Mini Flow (How It’s Done)
- Review inputs: activity list and attributes, resource needs and assignments, calendars, scope details, assumptions, risks, and historical data.
- Engage estimators: involve the people who will do the work, relevant experts, and suppliers to validate approach and rates.
- Select techniques: use analogous (by comparison), parametric (rates × quantities), three‑point (optimistic, most likely, pessimistic), bottom‑up (roll up from detailed tasks), and reserve analysis as appropriate.
- Consider drivers: resource availability and skill, productivity, learning curve, work windows, dependencies, constraints, tools, quality standards, and known risks.
- Calculate durations: apply chosen methods, convert to working time using calendars, and where using three‑point, compute an expected value and a range.
- Assess uncertainty: add time contingency for known risks in activities or as task buffers; keep any management reserve separate from the baseline.
- Document the basis: sources, assumptions, methods, ranges, confidence level, and key constraints for each estimate.
- Update records: revise activity attributes, risk and assumptions logs, lessons learned, and schedule data; share for review and agreement.
Quality & Acceptance Checklist
- Each activity has a duration in working time units and aligns with the defined scope.
- Assumptions and constraints affecting time are clearly documented.
- Estimation method used and data sources are recorded and traceable.
- Resource calendars, availability, and skill levels are reflected in the numbers.
- Uncertainty is expressed as ranges and/or confidence levels; risk‑based contingency is visible, not hidden.
- Dependencies, leads, and lags are explicit and justifiable.

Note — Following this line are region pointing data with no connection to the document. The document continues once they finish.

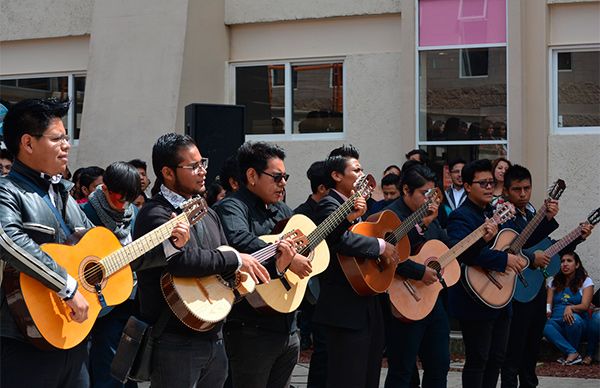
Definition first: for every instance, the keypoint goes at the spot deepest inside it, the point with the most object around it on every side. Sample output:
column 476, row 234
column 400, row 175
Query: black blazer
column 338, row 304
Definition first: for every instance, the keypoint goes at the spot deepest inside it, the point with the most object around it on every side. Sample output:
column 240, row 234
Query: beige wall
column 33, row 19
column 255, row 11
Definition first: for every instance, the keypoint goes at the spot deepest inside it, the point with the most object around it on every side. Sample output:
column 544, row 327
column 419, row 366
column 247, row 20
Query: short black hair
column 392, row 179
column 123, row 178
column 165, row 153
column 516, row 173
column 139, row 163
column 347, row 151
column 230, row 169
column 316, row 175
column 89, row 175
column 416, row 176
column 470, row 169
column 31, row 117
column 454, row 162
column 256, row 155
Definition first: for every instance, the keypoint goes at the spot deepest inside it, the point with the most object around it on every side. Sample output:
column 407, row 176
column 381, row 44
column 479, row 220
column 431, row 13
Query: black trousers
column 24, row 365
column 526, row 332
column 485, row 349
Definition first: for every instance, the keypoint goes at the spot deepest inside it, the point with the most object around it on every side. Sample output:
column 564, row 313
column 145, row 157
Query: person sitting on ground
column 569, row 296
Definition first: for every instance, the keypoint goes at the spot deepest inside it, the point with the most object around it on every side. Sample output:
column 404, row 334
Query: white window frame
column 70, row 92
column 288, row 122
column 419, row 49
column 553, row 81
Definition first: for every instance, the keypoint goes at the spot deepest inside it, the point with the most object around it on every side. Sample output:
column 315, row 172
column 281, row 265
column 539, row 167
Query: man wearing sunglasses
column 111, row 205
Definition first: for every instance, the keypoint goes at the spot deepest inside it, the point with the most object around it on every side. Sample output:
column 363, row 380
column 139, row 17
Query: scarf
column 117, row 222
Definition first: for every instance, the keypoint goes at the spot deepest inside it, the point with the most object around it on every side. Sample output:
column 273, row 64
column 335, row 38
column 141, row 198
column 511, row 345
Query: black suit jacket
column 338, row 304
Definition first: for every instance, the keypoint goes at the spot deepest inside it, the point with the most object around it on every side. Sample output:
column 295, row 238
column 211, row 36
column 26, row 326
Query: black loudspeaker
column 218, row 130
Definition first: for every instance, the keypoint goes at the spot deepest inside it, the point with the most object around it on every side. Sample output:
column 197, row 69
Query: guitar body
column 374, row 276
column 413, row 300
column 492, row 288
column 43, row 317
column 274, row 295
column 535, row 277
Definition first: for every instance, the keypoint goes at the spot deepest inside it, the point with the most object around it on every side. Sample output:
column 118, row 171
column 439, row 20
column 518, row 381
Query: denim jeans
column 564, row 336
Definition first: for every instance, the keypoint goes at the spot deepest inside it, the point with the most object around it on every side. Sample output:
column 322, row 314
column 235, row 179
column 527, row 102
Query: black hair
column 165, row 153
column 392, row 179
column 256, row 155
column 89, row 175
column 417, row 176
column 31, row 117
column 138, row 163
column 454, row 162
column 470, row 169
column 230, row 169
column 5, row 154
column 516, row 173
column 123, row 178
column 346, row 151
column 316, row 175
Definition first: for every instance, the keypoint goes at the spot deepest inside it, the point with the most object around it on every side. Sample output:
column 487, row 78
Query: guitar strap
column 45, row 196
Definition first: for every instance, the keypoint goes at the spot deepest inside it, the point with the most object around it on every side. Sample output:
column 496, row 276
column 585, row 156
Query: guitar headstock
column 504, row 212
column 594, row 217
column 557, row 189
column 365, row 185
column 194, row 208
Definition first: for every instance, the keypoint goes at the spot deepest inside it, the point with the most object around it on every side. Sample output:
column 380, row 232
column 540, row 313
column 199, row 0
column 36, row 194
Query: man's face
column 50, row 151
column 455, row 174
column 270, row 183
column 482, row 189
column 390, row 192
column 189, row 175
column 5, row 166
column 519, row 193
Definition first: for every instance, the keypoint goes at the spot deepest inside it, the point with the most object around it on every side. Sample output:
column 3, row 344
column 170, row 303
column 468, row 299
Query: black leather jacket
column 26, row 222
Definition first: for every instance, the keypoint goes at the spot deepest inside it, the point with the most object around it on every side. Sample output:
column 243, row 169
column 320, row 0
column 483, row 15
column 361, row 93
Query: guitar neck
column 522, row 238
column 408, row 224
column 120, row 258
column 563, row 242
column 462, row 246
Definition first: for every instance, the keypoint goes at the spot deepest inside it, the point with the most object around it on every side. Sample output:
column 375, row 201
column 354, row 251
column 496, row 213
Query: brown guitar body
column 374, row 276
column 413, row 300
column 494, row 289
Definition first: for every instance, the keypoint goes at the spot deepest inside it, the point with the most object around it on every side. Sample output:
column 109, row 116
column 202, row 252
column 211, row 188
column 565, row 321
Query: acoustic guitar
column 101, row 267
column 200, row 303
column 374, row 276
column 496, row 289
column 536, row 277
column 413, row 300
column 284, row 295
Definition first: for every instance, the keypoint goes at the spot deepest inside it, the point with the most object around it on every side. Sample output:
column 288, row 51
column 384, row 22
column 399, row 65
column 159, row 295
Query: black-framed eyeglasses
column 489, row 183
column 196, row 167
column 278, row 177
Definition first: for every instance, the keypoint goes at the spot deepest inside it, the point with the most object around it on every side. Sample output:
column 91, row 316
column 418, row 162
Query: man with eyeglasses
column 247, row 214
column 36, row 208
column 484, row 329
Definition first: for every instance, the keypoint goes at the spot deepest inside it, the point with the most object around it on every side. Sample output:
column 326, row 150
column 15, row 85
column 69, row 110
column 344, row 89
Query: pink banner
column 461, row 22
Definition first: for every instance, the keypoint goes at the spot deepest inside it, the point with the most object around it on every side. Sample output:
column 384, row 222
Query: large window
column 64, row 86
column 576, row 90
column 462, row 89
column 291, row 99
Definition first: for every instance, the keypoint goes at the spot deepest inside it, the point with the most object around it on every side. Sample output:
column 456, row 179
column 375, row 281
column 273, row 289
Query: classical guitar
column 535, row 277
column 285, row 294
column 413, row 300
column 496, row 289
column 374, row 276
column 101, row 267
column 200, row 303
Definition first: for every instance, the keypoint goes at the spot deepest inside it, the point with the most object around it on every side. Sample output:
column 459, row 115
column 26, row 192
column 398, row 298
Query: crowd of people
column 349, row 332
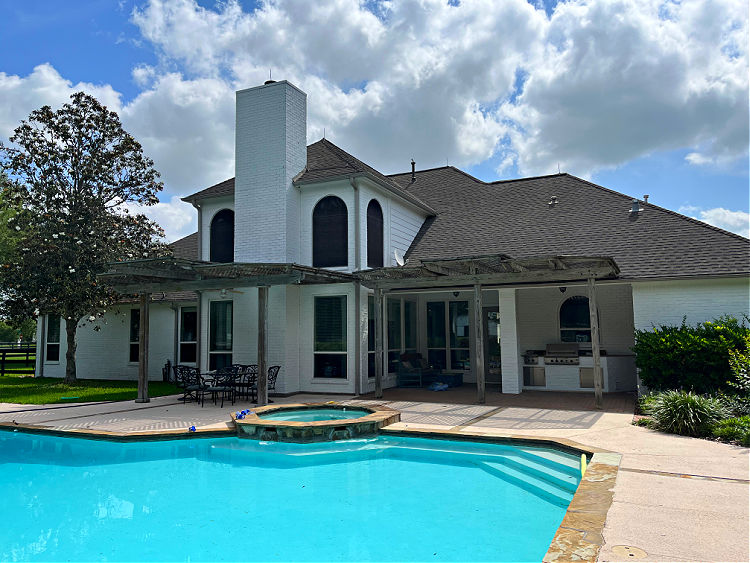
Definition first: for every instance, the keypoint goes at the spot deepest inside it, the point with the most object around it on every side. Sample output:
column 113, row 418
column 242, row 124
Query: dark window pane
column 218, row 361
column 575, row 335
column 220, row 326
column 134, row 352
column 459, row 324
column 53, row 353
column 370, row 323
column 330, row 323
column 135, row 325
column 330, row 365
column 410, row 325
column 394, row 324
column 188, row 324
column 393, row 358
column 436, row 324
column 574, row 313
column 188, row 353
column 436, row 358
column 222, row 236
column 460, row 359
column 53, row 329
column 330, row 233
column 374, row 235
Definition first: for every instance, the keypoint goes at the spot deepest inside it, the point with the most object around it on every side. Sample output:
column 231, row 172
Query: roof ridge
column 663, row 209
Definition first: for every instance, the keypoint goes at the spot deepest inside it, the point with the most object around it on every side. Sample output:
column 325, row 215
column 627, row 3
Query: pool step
column 560, row 460
column 554, row 474
column 541, row 488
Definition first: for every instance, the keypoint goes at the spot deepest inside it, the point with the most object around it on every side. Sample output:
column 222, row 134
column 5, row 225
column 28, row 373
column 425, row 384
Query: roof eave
column 372, row 177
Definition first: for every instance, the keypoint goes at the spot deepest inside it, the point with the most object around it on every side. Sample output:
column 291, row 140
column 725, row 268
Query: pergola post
column 379, row 364
column 143, row 349
column 479, row 342
column 596, row 353
column 262, row 346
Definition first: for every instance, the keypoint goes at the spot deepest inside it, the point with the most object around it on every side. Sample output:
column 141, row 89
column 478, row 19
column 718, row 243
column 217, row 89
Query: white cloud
column 734, row 221
column 177, row 218
column 606, row 82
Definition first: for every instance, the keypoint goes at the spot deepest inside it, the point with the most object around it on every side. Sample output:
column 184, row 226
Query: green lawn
column 27, row 390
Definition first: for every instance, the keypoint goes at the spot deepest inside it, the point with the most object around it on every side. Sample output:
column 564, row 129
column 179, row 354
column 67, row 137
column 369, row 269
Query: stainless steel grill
column 565, row 354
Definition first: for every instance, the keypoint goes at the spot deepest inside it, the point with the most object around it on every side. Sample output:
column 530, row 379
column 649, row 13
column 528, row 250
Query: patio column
column 143, row 350
column 595, row 352
column 262, row 346
column 479, row 342
column 510, row 367
column 379, row 364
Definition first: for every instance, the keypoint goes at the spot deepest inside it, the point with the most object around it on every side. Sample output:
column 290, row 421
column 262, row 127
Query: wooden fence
column 13, row 354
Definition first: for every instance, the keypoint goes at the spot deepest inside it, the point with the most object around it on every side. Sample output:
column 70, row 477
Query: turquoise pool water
column 311, row 415
column 383, row 499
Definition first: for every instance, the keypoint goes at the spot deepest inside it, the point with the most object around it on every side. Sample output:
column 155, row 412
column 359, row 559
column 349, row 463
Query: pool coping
column 578, row 538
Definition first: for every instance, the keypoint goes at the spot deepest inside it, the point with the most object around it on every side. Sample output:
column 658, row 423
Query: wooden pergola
column 482, row 272
column 157, row 275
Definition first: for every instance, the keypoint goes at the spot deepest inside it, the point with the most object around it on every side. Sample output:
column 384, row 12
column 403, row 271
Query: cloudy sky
column 644, row 97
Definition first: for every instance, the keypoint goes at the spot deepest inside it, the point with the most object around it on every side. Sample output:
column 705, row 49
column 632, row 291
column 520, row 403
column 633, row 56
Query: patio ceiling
column 177, row 274
column 497, row 269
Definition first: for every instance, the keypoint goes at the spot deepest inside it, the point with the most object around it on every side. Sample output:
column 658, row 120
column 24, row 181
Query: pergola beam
column 143, row 331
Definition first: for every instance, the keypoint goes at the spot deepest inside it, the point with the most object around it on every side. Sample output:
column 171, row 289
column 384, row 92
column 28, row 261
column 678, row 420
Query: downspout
column 357, row 293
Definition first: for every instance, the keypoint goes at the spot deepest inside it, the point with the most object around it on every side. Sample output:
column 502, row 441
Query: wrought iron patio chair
column 188, row 379
column 222, row 383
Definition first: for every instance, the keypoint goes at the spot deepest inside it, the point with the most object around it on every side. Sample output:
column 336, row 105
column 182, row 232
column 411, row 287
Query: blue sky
column 460, row 87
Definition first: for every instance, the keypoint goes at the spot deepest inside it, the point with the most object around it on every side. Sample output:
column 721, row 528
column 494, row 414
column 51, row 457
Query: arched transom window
column 374, row 235
column 575, row 321
column 330, row 233
column 222, row 237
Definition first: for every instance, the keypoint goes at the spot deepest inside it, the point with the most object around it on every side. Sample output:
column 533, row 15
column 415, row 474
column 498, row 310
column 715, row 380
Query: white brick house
column 317, row 206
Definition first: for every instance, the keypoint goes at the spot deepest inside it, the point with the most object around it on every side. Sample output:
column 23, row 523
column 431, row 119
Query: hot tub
column 317, row 422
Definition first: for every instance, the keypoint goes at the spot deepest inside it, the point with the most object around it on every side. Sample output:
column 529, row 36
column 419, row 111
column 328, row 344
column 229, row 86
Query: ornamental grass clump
column 686, row 413
column 734, row 430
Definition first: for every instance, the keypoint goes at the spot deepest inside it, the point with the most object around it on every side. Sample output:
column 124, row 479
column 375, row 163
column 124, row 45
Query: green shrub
column 695, row 358
column 685, row 413
column 734, row 430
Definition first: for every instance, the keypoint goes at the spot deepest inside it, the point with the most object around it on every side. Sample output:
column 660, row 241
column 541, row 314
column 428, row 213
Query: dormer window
column 222, row 236
column 330, row 233
column 374, row 235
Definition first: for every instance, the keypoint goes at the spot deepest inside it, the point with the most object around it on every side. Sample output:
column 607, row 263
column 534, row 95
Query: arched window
column 575, row 321
column 374, row 235
column 222, row 236
column 330, row 244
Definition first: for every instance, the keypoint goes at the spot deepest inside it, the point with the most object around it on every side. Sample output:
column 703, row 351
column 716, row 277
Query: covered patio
column 471, row 278
column 160, row 275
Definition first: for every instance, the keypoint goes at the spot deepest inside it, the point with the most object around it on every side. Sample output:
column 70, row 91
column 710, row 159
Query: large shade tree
column 74, row 173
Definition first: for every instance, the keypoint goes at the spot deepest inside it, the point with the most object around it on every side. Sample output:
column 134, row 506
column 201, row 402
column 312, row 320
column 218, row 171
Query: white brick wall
column 270, row 149
column 104, row 354
column 667, row 302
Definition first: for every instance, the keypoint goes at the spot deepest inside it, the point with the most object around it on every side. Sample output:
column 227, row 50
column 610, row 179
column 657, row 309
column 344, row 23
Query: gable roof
column 514, row 218
column 186, row 247
column 325, row 162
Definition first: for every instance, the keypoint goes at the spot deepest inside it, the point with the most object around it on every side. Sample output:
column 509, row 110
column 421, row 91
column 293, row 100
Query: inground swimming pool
column 229, row 499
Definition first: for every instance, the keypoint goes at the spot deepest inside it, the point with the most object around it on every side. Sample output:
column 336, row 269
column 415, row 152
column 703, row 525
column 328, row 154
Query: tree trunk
column 70, row 354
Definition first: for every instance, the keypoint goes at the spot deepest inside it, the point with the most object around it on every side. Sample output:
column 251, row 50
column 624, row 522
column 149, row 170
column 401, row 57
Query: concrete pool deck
column 675, row 498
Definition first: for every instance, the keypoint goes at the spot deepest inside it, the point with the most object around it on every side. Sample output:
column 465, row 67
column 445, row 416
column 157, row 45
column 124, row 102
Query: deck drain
column 629, row 552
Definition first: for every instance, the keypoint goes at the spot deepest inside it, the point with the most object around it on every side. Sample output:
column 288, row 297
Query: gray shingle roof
column 325, row 161
column 514, row 218
column 186, row 247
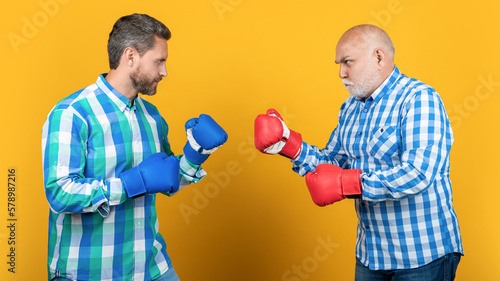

- Estimates are reviewed by the people doing the work and relevant experts.
- Units are consistent across all activities and milestones.
- The basis of estimates is stored for future updates and audits.
- Updates are triggered when scope, resources, or risk responses change.
Common Mistakes & Exam Traps
- Confusing effort (person‑hours) with duration (elapsed time), especially when resource availability is part‑time.
- Ignoring calendars and resource constraints, leading to calendar‑day estimates instead of working‑day estimates.
- Using analogous estimates when projects are not truly comparable, or parametric rates without validated productivity data.
- Providing single‑point numbers with no ranges or risk consideration, or hiding padding instead of using transparent contingency.
- Estimating without involving those who will perform the work, increasing optimism bias.
- Failing to update durations after approved scope changes or risk responses like crashing or fast tracking.
- Assuming adding people will always shorten duration, ignoring coordination overhead and task type.
- Misusing leads and lags to mask schedule problems rather than modeling real dependencies.
PMP Example Question
A specialist needed for a critical activity will be available only 50% next month. The team previously estimated the activity as 40 hours of effort over one week. What should the project manager do to improve the duration estimate?
- Add a management reserve to the schedule to cover the risk.
- Apply the resource calendar and re‑estimate duration based on 50% availability.
- Add more people to the activity to keep the one‑week duration.
- Ask the sponsor to confirm the one‑week deadline.
Correct Answer: B — Apply the resource calendar and re‑estimate duration based on 50% availability.
Explanation: Duration depends on resource availability. With half‑time availability, 40 hours of effort will span about two weeks of elapsed time, assuming no other constraints.